Question 8.3: Proving existence of a limit cycle Prove that the autonomous...
Proving existence of a limit cycle
Prove that the autonomous system of ODEs
\begin{aligned}&\dot{x}=x-y-\left(x^{2}+y^{2}\right) x, \\&\dot{y}=x+y-\left(x^{2}+y^{2}\right) y,\end{aligned}
has a limit cycle.
This system clearly has an equilibrium point at the origin x = y = 0, and a little algebra shows that there are no others. Although we have not proved this result, it is true that any periodic solution (simple closed loop) in the phase plane must have an equilibrium point lying inside it. In the present case, it follows that, if a periodic solution exists, then it must enclose the origin. This suggests taking the domain D to be the annular region between two circles centred on the origin.

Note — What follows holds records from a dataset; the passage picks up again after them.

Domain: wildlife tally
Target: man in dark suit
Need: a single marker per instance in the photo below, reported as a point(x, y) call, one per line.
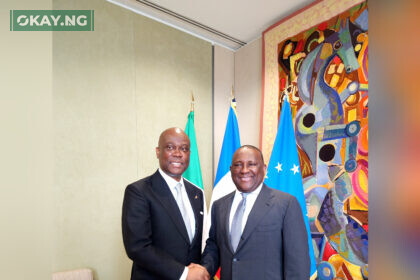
point(162, 216)
point(256, 232)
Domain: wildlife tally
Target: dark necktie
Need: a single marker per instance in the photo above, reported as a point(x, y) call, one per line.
point(236, 228)
point(183, 210)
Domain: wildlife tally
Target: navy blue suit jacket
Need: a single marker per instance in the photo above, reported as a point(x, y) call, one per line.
point(273, 245)
point(154, 233)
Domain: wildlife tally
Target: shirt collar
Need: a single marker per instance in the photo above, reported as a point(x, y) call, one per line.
point(169, 180)
point(255, 192)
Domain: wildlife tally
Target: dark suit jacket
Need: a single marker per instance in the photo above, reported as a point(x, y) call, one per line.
point(154, 233)
point(273, 245)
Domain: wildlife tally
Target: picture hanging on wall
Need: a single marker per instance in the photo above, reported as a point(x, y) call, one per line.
point(318, 59)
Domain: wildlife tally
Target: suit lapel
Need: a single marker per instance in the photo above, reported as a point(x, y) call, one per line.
point(164, 195)
point(197, 205)
point(258, 211)
point(225, 212)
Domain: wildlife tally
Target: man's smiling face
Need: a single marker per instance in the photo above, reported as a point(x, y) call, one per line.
point(173, 152)
point(247, 169)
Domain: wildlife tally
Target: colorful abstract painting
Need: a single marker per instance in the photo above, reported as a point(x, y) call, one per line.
point(318, 58)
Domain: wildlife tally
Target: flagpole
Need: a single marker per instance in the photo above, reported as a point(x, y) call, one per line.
point(192, 102)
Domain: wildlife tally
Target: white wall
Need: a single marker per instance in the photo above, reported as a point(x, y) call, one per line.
point(224, 75)
point(115, 90)
point(248, 67)
point(242, 69)
point(25, 148)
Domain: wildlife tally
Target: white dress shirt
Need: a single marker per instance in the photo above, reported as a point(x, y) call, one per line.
point(172, 183)
point(250, 200)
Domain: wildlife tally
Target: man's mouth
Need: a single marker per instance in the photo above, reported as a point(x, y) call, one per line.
point(245, 179)
point(176, 164)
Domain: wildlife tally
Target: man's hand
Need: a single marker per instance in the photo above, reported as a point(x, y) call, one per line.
point(197, 272)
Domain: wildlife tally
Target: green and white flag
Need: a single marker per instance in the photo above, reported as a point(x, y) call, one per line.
point(193, 172)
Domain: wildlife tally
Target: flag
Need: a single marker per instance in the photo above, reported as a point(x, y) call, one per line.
point(283, 172)
point(223, 183)
point(193, 172)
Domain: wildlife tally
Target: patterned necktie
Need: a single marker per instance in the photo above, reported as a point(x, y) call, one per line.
point(181, 207)
point(236, 228)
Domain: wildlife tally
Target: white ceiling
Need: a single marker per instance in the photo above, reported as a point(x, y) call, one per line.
point(244, 20)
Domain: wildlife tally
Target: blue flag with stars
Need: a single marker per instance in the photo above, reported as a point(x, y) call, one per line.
point(283, 172)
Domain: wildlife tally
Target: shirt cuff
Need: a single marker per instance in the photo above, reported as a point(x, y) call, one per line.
point(184, 274)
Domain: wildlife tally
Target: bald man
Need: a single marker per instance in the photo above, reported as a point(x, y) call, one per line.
point(162, 216)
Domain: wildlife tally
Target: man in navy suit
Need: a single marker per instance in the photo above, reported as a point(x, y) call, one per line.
point(162, 217)
point(256, 232)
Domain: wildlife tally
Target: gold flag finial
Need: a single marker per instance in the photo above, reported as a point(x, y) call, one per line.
point(231, 93)
point(192, 101)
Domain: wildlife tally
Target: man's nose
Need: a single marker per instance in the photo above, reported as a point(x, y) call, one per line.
point(244, 169)
point(177, 152)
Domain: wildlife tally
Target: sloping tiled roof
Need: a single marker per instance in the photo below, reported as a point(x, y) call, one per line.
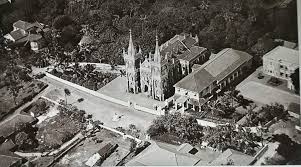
point(196, 81)
point(8, 158)
point(189, 41)
point(9, 127)
point(224, 63)
point(283, 54)
point(22, 25)
point(158, 155)
point(3, 2)
point(16, 35)
point(30, 38)
point(294, 107)
point(192, 53)
point(238, 158)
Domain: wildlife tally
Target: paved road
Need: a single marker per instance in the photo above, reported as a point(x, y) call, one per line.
point(101, 109)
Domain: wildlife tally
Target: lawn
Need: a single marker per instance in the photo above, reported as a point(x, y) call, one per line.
point(55, 126)
point(29, 91)
point(78, 156)
point(85, 76)
point(58, 128)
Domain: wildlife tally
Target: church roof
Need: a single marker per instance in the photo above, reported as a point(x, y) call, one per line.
point(216, 69)
point(192, 53)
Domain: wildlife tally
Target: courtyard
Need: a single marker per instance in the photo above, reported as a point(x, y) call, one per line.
point(100, 109)
point(117, 89)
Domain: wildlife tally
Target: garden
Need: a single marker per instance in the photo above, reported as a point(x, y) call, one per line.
point(56, 125)
point(224, 108)
point(188, 130)
point(85, 76)
point(13, 97)
point(266, 114)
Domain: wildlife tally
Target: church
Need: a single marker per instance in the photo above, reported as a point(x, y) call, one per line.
point(156, 73)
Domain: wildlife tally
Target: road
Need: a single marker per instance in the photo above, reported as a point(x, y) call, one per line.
point(101, 109)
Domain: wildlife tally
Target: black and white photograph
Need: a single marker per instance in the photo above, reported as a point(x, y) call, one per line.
point(90, 83)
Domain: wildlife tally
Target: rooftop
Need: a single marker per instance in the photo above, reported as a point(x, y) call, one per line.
point(215, 69)
point(192, 53)
point(281, 53)
point(23, 25)
point(16, 35)
point(159, 154)
point(238, 158)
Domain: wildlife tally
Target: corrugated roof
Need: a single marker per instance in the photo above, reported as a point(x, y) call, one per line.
point(281, 53)
point(189, 41)
point(294, 107)
point(3, 2)
point(22, 25)
point(192, 53)
point(196, 81)
point(30, 38)
point(16, 35)
point(238, 158)
point(224, 63)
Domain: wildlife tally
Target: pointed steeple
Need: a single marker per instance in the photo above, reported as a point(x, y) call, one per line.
point(131, 48)
point(157, 56)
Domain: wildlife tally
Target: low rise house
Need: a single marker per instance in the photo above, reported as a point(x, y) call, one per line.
point(9, 127)
point(281, 62)
point(25, 32)
point(106, 150)
point(233, 157)
point(217, 73)
point(159, 154)
point(3, 2)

It is convenient to express the system of equations in polar coordinates r, θ. The transformed equations are (see Problem 8.5)

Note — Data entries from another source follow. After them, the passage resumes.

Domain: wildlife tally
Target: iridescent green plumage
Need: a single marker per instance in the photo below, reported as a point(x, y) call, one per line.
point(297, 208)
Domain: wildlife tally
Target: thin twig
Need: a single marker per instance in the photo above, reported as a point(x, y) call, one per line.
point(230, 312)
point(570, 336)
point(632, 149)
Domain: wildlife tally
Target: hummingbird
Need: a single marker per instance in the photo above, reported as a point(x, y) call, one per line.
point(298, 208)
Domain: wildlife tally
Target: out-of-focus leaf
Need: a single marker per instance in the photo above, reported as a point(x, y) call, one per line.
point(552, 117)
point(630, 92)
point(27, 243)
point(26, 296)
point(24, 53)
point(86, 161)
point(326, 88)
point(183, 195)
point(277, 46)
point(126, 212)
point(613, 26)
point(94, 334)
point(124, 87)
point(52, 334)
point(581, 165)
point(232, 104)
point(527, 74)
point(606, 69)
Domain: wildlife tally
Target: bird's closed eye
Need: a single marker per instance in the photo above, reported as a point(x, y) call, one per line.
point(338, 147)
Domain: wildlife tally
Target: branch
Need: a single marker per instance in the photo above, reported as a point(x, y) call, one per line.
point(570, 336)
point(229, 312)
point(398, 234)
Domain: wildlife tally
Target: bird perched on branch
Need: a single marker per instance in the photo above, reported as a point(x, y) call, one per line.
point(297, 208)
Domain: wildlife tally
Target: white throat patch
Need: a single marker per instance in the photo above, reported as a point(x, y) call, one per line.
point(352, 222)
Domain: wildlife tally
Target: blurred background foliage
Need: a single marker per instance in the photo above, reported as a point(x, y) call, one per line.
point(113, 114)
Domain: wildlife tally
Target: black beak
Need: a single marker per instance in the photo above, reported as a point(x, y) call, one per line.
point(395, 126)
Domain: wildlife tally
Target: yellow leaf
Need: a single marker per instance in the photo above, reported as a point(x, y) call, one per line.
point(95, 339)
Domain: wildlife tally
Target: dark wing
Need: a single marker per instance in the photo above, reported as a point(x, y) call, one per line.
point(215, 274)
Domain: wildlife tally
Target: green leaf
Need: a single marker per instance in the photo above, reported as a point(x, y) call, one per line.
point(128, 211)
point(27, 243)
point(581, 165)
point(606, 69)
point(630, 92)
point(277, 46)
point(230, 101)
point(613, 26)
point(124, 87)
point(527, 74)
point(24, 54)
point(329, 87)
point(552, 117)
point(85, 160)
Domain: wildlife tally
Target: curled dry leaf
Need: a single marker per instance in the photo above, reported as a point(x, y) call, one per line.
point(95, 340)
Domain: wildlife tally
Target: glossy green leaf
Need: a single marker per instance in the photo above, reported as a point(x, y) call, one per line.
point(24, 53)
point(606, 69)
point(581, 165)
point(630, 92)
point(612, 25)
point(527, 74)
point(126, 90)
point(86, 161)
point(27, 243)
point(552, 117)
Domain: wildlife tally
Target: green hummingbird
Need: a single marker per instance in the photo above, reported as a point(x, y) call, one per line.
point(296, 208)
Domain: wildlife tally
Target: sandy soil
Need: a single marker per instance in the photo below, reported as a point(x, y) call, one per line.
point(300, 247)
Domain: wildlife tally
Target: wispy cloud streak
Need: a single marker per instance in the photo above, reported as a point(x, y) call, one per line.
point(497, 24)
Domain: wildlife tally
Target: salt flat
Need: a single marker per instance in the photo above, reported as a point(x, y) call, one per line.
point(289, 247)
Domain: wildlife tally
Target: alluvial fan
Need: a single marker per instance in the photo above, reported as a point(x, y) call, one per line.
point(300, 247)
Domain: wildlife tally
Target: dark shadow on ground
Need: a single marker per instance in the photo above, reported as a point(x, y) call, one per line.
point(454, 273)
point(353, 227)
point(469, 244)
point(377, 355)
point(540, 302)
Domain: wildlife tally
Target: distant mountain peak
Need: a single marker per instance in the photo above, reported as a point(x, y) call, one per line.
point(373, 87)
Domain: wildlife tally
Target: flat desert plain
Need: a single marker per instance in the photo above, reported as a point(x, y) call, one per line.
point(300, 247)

\dot{r}=\frac{x_{1} \dot{x}_{1}+x_{2} \dot{x}_{2}}{r}, \quad \dot{\theta}=\frac{x_{1} \dot{x}_{2}-x_{2} \dot{x}_{1}}{r^{2}},
where x_{1}=r \cos \theta \text { and } x_{2}=r \sin \theta. In the present case, the polar equations take the simple form
\dot{r}=r\left(1-r^{2}\right), \quad \dot{\theta}=1 .
These equations can actually be solved explicitly, but, in order to illustrate the method, we will make no use of this fact. Let D be the annular domain a < r < b, where 0 < a < 1 and b > 1. On the circle r = b, \dot{r}=b\left(1-b^{2}\right)<0 . Thus a phase point that starts anywhere on the outer boundary r = b enters the domain D. Similarly, on the circle r = a, \dot{r}=a\left(1-a^{2}\right)>0 and so a phase point that starts anywhere on the inner boundary r = a also enters the domain D. It follows that any phase path that starts in the annular domain D can never leave. Since D is a bounded domain with no equilibrium points within it or on its boundaries, it follows from Poincaré–Bendixson that any such path must either be a simple closed loop or tend to a limit cycle. In either case, the system must have a periodic solution lying in the annulus a < r < b.
We can say more. Phase paths that begin on either boundary of D enter D and can never leave. These phase paths cannot close themselves (that would mean leaving D) and so can only tend to a limit cycle. It follows that the system must have (at least one) limit cycle lying in the domain D. [The explicit solution shows that the circle r = 1 is a limit cycle and that there are no other periodic solutions.]